Centrepoint Alliance’s new strategy, which was initially announced to the market last year, has proved successful as the company has reported a profit turnaround for the financial year ended 30 June and posted a pre-tax profit of $1.2 million compared to $3.4 million loss in FY18, the firm said.
Following this, the company’s earnings before interest, tax, depreciation and amortisation (EBITDA) stood at $2.4 million against $1.6 million loss last year.
Centrepoint’s chief executive, Angus Benbow, attributed profit turnaround to a greater focus on providing services to advisers and a strategy that introduced a new pricing model which helped reposition business for growth.
The firm said, in its statement issued to the Australian Securities Exchange (ASX), that it was one of the first in the market to move to a fee-based revenue model, a move which saw 86 per cent of firms in its authorised representative network transition to the new pricing model.
“The financial advice sector’s business model needs to change,” Benbow said.
“We are leading by example and we were one of the first scaled advice businesses to reset pricing.”
Centrepoint said there was a growing number of advisers looking for a ‘quality business service partner’. Following this, the firm announced it had recruited a record number of new financial advisers in the fourth quarter of FY19.
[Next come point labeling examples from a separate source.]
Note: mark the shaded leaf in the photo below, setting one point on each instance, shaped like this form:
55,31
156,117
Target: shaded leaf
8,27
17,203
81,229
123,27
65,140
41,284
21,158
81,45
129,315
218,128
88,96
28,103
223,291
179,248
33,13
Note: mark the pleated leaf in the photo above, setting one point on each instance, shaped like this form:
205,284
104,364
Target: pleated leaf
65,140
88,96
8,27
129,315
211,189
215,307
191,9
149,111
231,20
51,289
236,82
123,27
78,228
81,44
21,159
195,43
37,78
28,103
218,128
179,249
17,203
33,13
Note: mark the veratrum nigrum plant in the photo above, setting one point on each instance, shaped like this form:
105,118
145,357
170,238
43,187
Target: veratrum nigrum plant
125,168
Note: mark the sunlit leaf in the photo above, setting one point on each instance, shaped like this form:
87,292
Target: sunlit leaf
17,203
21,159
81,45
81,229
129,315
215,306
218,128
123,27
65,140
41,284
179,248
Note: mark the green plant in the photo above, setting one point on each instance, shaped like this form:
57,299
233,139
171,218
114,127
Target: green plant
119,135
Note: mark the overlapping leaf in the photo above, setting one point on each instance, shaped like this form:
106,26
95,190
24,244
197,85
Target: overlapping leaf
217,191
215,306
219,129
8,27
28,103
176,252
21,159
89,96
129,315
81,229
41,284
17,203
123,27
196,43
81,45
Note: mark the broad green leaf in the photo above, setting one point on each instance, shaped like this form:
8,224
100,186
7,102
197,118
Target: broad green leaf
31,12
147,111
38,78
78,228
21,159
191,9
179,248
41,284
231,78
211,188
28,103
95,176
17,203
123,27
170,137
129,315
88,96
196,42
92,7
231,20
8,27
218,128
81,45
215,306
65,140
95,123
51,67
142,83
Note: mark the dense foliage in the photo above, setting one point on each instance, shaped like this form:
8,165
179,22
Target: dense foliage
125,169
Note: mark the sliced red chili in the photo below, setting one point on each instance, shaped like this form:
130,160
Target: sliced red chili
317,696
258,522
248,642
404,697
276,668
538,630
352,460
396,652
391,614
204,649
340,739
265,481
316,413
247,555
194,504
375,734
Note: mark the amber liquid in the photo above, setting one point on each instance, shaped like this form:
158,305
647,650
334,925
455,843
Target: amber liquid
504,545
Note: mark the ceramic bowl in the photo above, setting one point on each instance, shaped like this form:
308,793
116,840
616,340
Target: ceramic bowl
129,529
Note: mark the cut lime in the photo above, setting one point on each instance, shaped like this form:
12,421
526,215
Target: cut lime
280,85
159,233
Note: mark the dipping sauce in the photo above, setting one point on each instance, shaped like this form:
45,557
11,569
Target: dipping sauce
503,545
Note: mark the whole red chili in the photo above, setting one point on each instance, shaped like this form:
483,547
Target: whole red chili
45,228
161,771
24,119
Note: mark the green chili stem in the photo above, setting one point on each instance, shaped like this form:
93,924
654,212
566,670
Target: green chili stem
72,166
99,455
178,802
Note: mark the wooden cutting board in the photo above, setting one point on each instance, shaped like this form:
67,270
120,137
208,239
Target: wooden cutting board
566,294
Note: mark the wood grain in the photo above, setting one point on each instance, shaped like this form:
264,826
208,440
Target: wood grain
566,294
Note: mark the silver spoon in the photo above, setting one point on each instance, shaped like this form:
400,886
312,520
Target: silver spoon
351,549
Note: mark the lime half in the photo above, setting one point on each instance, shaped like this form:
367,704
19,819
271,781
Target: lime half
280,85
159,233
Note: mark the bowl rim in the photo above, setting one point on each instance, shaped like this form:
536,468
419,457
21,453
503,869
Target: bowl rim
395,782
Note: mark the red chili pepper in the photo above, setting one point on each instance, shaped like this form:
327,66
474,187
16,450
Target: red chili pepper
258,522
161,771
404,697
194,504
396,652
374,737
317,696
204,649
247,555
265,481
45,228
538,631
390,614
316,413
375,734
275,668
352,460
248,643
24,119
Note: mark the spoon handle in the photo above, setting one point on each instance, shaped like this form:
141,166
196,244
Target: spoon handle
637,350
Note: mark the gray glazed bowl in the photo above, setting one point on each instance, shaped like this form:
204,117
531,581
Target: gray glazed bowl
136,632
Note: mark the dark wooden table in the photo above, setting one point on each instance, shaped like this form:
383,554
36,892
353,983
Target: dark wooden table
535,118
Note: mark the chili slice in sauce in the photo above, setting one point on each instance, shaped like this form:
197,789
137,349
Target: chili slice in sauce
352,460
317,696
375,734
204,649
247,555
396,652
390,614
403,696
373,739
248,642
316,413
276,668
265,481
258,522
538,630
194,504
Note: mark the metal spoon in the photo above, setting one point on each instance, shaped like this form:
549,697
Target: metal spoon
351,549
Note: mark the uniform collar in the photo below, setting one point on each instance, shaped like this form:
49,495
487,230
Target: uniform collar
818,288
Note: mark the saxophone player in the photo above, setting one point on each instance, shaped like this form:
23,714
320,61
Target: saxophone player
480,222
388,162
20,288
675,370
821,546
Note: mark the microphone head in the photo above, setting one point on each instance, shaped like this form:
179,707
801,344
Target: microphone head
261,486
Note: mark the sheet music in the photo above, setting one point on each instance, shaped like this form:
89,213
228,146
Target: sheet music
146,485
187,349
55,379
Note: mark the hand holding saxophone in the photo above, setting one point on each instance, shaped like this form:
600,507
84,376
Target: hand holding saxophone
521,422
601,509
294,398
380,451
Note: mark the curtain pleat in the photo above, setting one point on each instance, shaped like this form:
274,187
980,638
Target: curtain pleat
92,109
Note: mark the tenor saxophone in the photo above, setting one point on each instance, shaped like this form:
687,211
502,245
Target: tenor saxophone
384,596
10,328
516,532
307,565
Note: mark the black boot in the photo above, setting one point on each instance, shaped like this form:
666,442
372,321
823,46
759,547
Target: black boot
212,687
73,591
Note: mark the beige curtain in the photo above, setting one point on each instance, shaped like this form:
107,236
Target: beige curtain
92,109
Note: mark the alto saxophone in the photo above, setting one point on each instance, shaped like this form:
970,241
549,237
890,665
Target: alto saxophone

“We know advisers are feeling fatigued with the level of change. This is why we implemented a model where both self-licenced and corporate licensed advisers can access a full suite of business services and support.”
Looking forward, the firm said that the main areas of focus for FY 2020 would be a launch of a fee-based offer for self-licensed advisers, further investment in technology and the firm would continue to drive growth in its licensed network.